The Sydney real estate fund manager undertook significant repositioning works on the 1992 tower and last year bought a floor inside the building to take full control of the office component.

Another company associated with Lio bought the ExxonMobil headquarters at Riverside Quay in Melbourne’s Southbank for $160 million in 2016. ExxonMobil last year agreed to shift into a Mirvac development in the Docklands.

The Loi family is expected to undertake an office refurbishment of the Riverside Quay address, rather than turn the building, near James Packer’s Crown casino, into a hotel.

There is still an expectation that the Melbourne site could be a hotel and gambling play in the longer term, but the Loi family would have to wait until 2050, when the Packer company’s monopoly lease is due to expire.

In Sydney, the Loi family could pursue a longer-term residential or hotel conversion as the strip is changing. Notably, Dexus last year won permission for a hotel and apartments at 201 Elizabeth St. Some low-rise parts of 179 Elizabeth have also been retained by the previous owners of the site, making it more likely the purchaser would pursue an office strategy.

Recent buyers of Sydney office towers including Zone Q and ­Greaton are chasing upside from resetting rents at higher levels, rather than undertaking short-term developments.

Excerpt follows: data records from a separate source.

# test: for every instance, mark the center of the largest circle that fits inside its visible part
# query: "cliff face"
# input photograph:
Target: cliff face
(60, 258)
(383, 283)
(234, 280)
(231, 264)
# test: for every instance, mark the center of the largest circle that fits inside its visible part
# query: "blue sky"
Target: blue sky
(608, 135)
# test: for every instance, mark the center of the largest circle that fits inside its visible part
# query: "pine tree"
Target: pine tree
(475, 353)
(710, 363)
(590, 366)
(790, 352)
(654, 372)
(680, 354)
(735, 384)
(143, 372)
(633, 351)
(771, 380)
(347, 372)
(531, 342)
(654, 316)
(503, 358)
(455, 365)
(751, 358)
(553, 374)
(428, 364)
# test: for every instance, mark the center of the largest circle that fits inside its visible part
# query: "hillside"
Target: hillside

The multi-tenanted building also offers good opportunities for the Loi family to benefit from the city’s rising rents.

The sale was handled by Ian Hetherington, Simon Fenn and Ben Azar of Savills and James Barber, Adam Woodward and Vince Kernahan of Colliers International.

The building, built in 1992, has ground floor retail space, four basement levels of parking.

It has 16,520sqm of net lettable area, comprising 15,686sqm of office space over 13 levels and 834sqm of retail space.

The tower has a weighted average lease expiry of 3.9 years.